Emma Rosenau has settled into her new digs at Death Valley National Park Headquarters to assist the Mojave Colorado Deserts Biosphere Region (MCDBR) with coordinating and communicating with partner organizations. The MCDBR includes North America’s hottest, driest, and lowest places as well as alpine environments rising to over 11,000 feet. This 25-million-acre landscape is home to thousands of desert-adapted plant and animal species, generations of human history, and opportunities for sustainable economic development in rural communities. A mosaic of public lands managed by the Bureau of Land Management, Navy and Air Force installations, California Parks, three national parks, Timbisha, Cahuilla, Quechan, Chemehuevi, Mojave, and other tribal lands, as well as private lands, offers a unique design for collaborative conservation.

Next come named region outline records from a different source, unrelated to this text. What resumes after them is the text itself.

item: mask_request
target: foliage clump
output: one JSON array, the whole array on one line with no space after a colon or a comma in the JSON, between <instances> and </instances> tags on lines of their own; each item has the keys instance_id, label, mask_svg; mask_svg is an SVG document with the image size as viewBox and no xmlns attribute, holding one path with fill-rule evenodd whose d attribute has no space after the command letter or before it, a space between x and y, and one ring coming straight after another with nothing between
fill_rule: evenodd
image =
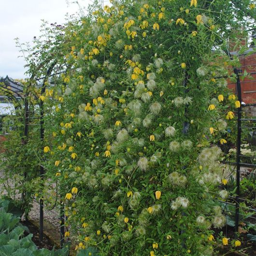
<instances>
[{"instance_id":1,"label":"foliage clump","mask_svg":"<svg viewBox=\"0 0 256 256\"><path fill-rule=\"evenodd\" d=\"M212 192L219 186L226 198L230 173L220 147L240 104L227 87L239 65L228 41L239 45L255 15L249 1L237 2L95 3L43 47L65 72L39 97L41 164L65 200L76 249L213 254L211 229L226 218Z\"/></svg>"}]
</instances>

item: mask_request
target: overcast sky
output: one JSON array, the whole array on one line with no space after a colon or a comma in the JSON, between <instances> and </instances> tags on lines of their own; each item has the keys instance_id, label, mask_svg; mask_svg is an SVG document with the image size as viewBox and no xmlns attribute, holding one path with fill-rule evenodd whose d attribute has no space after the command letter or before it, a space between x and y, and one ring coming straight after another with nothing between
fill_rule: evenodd
<instances>
[{"instance_id":1,"label":"overcast sky","mask_svg":"<svg viewBox=\"0 0 256 256\"><path fill-rule=\"evenodd\" d=\"M79 3L86 8L91 0L79 0ZM14 39L31 42L40 34L42 19L62 24L67 13L73 14L79 9L77 4L68 4L66 0L0 0L0 76L16 79L25 77L25 62L18 58L20 54Z\"/></svg>"}]
</instances>

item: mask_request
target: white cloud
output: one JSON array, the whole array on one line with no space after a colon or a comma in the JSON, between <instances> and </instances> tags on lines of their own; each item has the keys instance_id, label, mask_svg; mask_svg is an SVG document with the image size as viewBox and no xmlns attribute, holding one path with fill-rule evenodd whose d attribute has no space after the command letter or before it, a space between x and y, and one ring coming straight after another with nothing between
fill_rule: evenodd
<instances>
[{"instance_id":1,"label":"white cloud","mask_svg":"<svg viewBox=\"0 0 256 256\"><path fill-rule=\"evenodd\" d=\"M79 0L86 7L90 0ZM31 42L40 34L42 19L49 24L65 22L66 14L79 11L77 4L67 4L66 0L0 0L0 76L13 78L25 77L25 61L16 47L14 38L21 43Z\"/></svg>"}]
</instances>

Emma is a graduate of the University of Vermont, where she studied environmental science with minors in GIS and emergency medical services. Her undergraduate thesis studied invasive plant management in the Sonoran Desert. Her other research includes spatial deforestation-disease relationships in Bangladesh and developing GIS tools for sustainable agriculture. She is excited to be back in the desert and is keeping her eyes peeled for a Mojave desert tortoise.
The National Park Service Scientist-in-the Park biosphere internships offer the rare developmental opportunity to work with state, federal, local, and tribal agencies as well as nongovernmental organizations, universities, and other private entities in a collaborative setting. Biosphere regions gain valuable staff support in return. The SIP program is a collaboration between the NPS, Geological Society of America, and Stewards Individual Placements Program.